In the above example, the GetAsync method is actually executed twice for every ID, once when it is first declared, and a second time when the query is evaluated using ToList. Not only does this have a massive impact on performance by performing expensive operations multiple times, but also, since the task is re-executed, its not guaranteed to be completed when you actually come to evaluate it. As you might imagine, it is also particularly dangerous if the task you are running is actually a create or update operation (yes I have seen this too). To do the get safely, you need to immediately evaluate the query:

var tasks = listOfIds.Select(id => _repository.GetAsync(id)).ToList();

Conclusion

In this article I have introduced deferred execution in the context of .NETs LINQ. I have shown some of its features and why it can be beneficial compared to immediate execution. Finally, I have discussed some common pitfalls to looks out for when using LINQ and deffered execution.

I post mostly about full stack .NET and Vue web development. To make sure that you don't miss out on any posts, please follow this blog and subscribe to my newsletter. If you found this post helpful, please like it and share it. You can also find me on Twitter.

Top comments (3)

jeikabu • Apr 25 '21

I never really thought of the re-evaluation as a problem- it's conceptually similar to a function that calls a for loop.

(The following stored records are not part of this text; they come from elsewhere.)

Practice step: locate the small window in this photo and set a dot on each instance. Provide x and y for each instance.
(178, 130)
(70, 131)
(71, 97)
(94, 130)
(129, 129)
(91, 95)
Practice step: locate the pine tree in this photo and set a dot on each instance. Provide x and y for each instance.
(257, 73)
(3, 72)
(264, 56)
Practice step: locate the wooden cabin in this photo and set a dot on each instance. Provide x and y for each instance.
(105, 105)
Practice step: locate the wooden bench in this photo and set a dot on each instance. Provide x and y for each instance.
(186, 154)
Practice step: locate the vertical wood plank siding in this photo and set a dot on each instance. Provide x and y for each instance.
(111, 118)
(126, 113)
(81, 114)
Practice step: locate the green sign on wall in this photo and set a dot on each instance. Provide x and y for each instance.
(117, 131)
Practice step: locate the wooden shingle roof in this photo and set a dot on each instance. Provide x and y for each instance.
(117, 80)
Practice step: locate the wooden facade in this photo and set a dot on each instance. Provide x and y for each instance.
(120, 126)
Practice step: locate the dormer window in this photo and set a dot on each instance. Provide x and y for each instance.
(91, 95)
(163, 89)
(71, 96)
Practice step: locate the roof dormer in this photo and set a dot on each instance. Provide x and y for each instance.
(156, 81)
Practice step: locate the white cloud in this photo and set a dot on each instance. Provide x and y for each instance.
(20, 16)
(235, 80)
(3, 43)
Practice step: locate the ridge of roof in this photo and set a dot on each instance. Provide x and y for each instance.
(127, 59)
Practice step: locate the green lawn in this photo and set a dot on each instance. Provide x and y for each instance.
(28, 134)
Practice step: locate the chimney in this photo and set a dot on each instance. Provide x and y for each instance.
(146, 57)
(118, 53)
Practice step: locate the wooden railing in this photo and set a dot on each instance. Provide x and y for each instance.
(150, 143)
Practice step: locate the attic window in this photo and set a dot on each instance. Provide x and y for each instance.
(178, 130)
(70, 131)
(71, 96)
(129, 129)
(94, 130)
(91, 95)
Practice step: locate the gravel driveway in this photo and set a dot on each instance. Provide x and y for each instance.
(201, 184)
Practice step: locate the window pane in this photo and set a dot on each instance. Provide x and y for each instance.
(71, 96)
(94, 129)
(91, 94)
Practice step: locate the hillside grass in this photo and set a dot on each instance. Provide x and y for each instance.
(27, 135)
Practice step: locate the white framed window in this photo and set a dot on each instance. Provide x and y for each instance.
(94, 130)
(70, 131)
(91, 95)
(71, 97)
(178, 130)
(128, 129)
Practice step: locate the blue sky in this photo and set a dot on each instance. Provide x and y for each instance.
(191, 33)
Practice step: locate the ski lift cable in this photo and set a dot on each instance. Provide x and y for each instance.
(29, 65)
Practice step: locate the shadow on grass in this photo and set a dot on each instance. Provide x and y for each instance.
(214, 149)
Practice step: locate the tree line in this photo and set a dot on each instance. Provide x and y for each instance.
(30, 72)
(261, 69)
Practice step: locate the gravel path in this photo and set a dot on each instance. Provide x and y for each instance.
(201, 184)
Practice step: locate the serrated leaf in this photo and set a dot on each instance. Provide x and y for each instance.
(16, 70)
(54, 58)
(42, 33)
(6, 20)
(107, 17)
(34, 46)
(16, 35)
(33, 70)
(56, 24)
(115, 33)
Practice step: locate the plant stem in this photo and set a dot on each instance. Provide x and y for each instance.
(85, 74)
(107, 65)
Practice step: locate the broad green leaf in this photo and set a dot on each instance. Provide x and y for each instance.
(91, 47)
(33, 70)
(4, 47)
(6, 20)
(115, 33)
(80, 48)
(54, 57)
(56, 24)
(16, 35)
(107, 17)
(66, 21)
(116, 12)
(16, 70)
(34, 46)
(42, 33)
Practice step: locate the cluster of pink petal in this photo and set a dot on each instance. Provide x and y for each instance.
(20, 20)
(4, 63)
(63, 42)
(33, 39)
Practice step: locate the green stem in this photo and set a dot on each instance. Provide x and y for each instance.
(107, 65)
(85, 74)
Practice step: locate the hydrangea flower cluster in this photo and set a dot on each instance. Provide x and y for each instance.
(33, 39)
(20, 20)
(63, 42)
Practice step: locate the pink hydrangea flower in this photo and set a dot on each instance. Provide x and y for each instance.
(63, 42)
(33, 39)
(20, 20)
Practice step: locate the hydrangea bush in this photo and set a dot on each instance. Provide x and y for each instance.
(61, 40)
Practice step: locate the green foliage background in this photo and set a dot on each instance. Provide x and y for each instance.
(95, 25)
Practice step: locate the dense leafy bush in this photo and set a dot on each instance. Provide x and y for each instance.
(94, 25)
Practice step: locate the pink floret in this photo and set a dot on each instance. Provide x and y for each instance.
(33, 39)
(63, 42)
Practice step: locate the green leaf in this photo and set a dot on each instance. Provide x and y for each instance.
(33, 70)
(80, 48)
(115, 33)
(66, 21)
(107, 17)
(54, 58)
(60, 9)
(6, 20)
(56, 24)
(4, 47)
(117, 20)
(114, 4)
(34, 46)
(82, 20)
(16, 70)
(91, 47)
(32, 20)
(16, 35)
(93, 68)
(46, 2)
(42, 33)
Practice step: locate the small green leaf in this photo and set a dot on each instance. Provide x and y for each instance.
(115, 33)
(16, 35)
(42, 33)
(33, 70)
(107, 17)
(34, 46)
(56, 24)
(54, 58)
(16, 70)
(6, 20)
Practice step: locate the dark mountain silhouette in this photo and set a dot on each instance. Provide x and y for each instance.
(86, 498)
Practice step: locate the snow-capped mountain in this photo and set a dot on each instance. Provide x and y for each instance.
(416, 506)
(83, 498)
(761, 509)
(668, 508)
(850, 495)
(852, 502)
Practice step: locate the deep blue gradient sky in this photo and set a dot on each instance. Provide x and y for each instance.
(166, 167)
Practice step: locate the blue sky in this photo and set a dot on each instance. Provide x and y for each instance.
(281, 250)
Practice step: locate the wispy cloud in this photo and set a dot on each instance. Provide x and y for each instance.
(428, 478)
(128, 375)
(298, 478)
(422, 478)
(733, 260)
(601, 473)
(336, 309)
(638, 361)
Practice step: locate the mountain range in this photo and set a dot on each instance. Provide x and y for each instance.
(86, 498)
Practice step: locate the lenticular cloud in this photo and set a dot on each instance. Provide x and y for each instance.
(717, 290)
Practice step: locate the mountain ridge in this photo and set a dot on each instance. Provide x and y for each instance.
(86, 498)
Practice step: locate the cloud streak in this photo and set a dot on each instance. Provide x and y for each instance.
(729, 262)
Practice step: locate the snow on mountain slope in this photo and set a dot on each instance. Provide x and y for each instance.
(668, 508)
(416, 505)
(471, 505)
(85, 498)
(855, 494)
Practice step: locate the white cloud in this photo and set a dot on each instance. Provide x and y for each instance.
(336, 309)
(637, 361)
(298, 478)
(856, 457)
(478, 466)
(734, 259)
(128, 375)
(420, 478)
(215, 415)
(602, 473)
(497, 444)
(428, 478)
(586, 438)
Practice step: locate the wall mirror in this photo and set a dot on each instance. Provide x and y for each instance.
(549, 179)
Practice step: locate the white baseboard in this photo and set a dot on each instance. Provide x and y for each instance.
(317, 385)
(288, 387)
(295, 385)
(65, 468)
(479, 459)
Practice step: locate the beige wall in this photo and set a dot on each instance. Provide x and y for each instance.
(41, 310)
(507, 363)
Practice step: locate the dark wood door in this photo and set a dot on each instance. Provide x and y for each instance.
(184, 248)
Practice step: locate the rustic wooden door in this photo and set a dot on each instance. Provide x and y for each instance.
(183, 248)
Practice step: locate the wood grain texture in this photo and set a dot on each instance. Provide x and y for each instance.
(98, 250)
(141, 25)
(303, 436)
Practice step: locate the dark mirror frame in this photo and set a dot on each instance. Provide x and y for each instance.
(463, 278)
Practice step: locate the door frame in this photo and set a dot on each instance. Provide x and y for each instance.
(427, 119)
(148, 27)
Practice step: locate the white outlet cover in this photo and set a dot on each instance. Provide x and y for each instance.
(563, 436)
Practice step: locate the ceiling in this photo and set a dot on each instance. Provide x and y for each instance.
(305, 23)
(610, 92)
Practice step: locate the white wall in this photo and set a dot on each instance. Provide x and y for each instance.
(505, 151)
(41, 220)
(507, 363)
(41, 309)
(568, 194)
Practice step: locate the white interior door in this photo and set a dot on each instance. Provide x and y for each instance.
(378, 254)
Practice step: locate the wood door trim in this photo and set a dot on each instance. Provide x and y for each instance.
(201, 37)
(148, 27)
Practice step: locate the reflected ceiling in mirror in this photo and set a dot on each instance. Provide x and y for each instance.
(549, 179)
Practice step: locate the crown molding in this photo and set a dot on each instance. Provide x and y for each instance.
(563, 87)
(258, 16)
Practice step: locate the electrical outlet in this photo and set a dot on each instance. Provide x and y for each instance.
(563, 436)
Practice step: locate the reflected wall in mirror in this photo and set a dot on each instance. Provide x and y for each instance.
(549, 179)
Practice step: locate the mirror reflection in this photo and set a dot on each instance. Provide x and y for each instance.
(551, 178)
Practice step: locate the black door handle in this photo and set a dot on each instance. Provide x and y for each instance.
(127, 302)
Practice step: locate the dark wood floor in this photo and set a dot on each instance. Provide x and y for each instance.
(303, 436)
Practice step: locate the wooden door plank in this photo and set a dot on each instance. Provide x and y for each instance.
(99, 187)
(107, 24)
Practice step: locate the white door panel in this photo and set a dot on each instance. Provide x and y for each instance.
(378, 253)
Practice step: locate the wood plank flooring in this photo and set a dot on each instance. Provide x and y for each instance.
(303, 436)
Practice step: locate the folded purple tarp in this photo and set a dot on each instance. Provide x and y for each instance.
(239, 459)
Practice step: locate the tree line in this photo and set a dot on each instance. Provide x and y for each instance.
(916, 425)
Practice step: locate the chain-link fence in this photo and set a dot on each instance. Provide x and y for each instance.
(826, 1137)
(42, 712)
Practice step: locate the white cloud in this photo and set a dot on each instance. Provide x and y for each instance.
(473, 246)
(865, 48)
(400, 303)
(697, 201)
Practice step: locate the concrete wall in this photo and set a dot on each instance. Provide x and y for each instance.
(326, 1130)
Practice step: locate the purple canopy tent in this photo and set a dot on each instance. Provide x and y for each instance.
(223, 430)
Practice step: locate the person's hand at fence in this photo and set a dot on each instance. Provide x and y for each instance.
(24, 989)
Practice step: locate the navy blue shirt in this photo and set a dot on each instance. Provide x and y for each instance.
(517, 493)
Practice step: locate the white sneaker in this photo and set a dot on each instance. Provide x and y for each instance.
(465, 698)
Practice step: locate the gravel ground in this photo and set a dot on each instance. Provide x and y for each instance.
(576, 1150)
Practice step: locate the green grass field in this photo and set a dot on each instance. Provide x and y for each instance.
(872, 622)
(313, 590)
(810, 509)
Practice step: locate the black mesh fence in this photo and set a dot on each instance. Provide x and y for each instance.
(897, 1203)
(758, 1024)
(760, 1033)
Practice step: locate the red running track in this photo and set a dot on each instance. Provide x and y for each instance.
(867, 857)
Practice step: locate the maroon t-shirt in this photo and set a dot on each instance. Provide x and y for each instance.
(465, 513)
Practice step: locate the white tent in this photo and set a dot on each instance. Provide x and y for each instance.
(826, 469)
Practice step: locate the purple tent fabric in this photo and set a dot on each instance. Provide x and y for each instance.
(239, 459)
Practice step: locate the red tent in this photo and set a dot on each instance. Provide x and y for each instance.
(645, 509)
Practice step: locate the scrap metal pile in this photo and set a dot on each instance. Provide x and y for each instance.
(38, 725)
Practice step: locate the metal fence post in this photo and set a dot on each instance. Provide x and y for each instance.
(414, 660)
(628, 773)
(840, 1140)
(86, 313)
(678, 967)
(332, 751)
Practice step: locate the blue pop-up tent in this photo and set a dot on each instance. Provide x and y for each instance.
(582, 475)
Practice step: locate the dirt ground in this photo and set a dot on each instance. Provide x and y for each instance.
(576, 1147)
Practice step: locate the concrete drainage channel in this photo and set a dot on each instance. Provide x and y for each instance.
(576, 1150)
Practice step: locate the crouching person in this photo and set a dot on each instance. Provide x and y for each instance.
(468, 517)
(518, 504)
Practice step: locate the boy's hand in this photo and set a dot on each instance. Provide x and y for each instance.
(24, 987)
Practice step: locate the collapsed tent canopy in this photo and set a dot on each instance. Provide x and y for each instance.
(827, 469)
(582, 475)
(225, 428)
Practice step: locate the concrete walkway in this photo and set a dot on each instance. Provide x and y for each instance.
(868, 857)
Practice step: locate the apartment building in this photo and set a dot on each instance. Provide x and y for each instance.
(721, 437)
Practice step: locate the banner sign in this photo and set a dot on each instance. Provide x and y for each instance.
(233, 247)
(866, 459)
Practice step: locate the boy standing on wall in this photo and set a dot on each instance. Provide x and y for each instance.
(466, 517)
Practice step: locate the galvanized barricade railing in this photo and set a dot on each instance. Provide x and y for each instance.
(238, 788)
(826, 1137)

Honestly, I feel that calling ToList() is more suspect. Not when you actually need a list, but simply to "evaluate" an expression. Besides just extra allocations, what if the number of items is huge? We tended to treat it like a query and use first/firstordefault/any/etc. I guess it makes sense if you want to save the results for later, maybe we just didn't use linq in cases where the results were static.

Matt Pogue • Jun 22 '21

I just recently had this exact realization, which led to a WHOLE BUNCH of code rewriting. I started using SQL Profiler and looking at my database transactions while running and my app and I was appalled - no wonder some of my pages were taking so long to load! I was assuming something like the following:

var items = (from i in Data.Items where i.Cost > 20 select i);
foreach(var item in items)....

Would make 1 trip to the DB and loop through the returned collection. Wrong! The initial bug was a query similar to the above where the page was taking 3:30 to load - as in 3 minutes, 30 seconds. There were 275 items being returned in my query and - you guessed it - 275 round trips to the database; one trip for each item. Something like this fixes it:

List<Data.Item> items = (from i in Data.Items where i.Cost > 20 select i).ToList();
foreach(Data.Item item in items)...

It may seem like a trivial distinction, but I didn't understand the consequences when developing my code initially which is causing headaches now that our database has grown significantly. Important lesson for all C#/.Net devs!

Ivy Puckett • Jun 13 '21

There are also lots of problems if you use async methods with an IQueryable. I can't remember why, but our team has had lots of headaches because of that deferred execution.